望着他诚挚的笑容,慕浩头脑中却是灵光一闪,现在自己与夏语遥仅仅不过是同学关系,想要博得她的好感,就要多多接触。
眼下可就是一个难得的机会,他要设法让夏家对自己有亏欠感,这样以后自己想要接近她可就容易多了。虽然这么做有些不光彩,但是为了自己和夏语遥的未来,他也顾不得许多了。
想到这里,慕浩故意佯装十分痛楚的咧了咧嘴:“没,没什么,不,不疼!”
说完,他偷偷的瞟了夏语遥一眼,却见她翻了翻灵动的双眸狠狠的瞪了他一眼,脸上竟然满是不屑。慕浩心中突然闪现被人穿了的感觉,不禁有些发虚。
夏天华闻言,连忙起身来到他的近前:“来夏叔叔看看,到底伤成什么样,我看还是去医院吧,拍个片子,可别伤到了骨头。”
没想到夏天华竟会如此认真,慕浩心中一惊,师父方丰茂的按摩技法可不是盖的,现在他的脚已经消肿了,这要是被他看到,自己这点小把戏岂不是被揭穿了。
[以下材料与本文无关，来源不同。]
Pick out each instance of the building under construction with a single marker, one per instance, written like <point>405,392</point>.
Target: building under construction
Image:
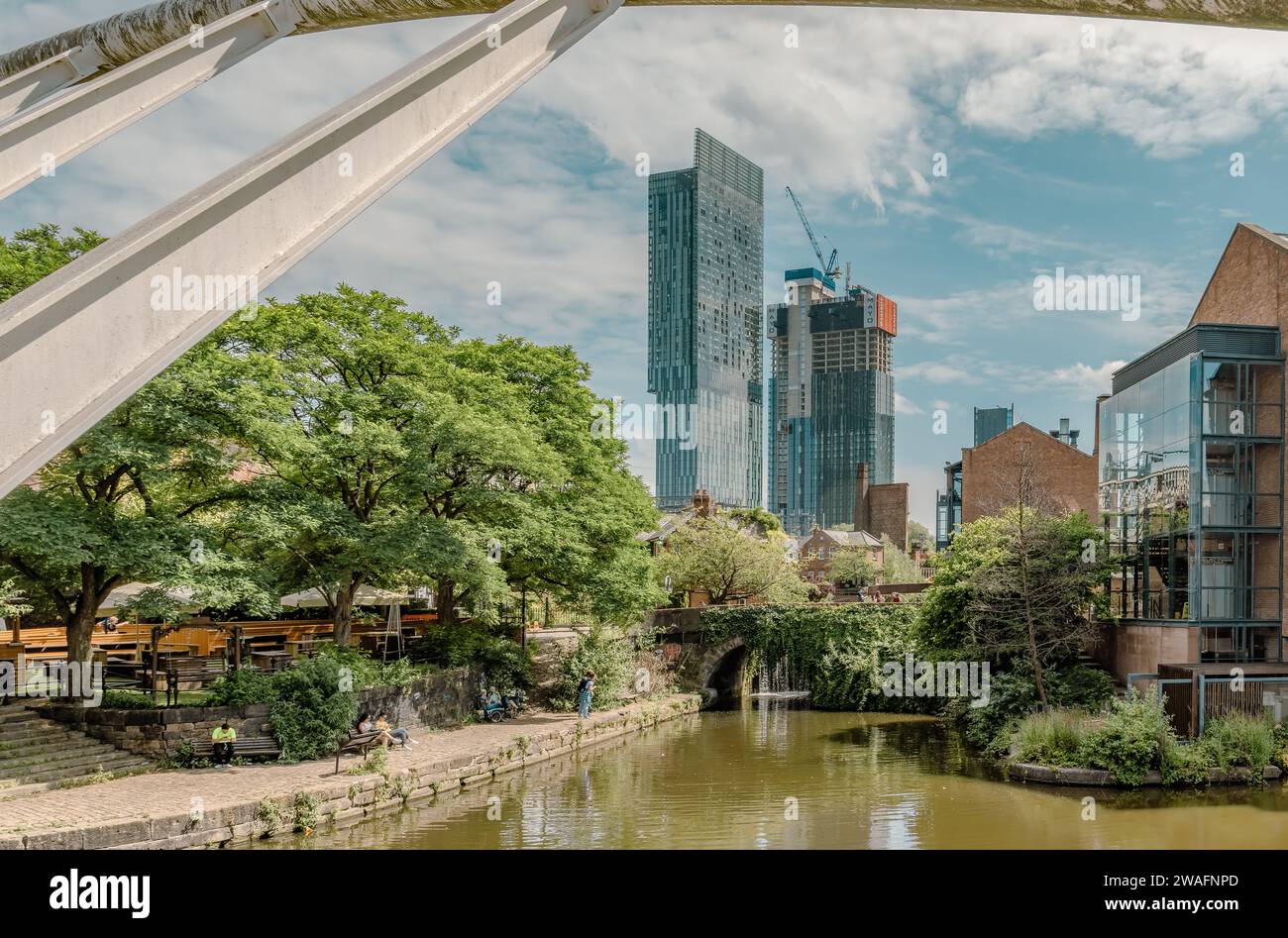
<point>831,398</point>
吓得他连连摆手道:“不用,不用,虽然有些疼,但是还能忍受,花那个钱做什么?”
谁知,夏天华却不疑有他,依旧坚持道:“走吧,你这万一留下什么后遗症,那可就不好办了。”
慕浩刚要说话,却见夏语遥脸上突然露出一丝坏坏的笑意:“对哦,慕浩,我可听说了,脚踝骨骨折后,如若不好好调养,是会留下残疾的,你也不想成为一个瘸子吧。”
慕浩望着她的表情,心中更是有些忐忑,这丫头一定知道些什么,她之所以这样说的,目的就是想让自己在夏天华和父母面前出丑!
还没等他说话,慕雪拎着暖水瓶走了进来,白了他一眼道:“夏伯伯,您不用担心。他下午睡着的时候我跟语瑶姐已经看过了,他的脚早就消肿了,不信你让他把绷带解开给你看!”
被妹妹无情的揭穿,慕浩瞬间有种想把她掐死的冲动。自己刚刚让夏天华建立了歉疚感,就这样被她无情的扼杀了。
望着夏天华诧异的表情,慕浩尴尬的挠了挠头:“是,是这样,由于下午我自救措施得力,再加上擦了红花油,脚的确是好了许多,但是,但是还是挺疼的……”说道最后,他的声音低得连自己都快要听不见了。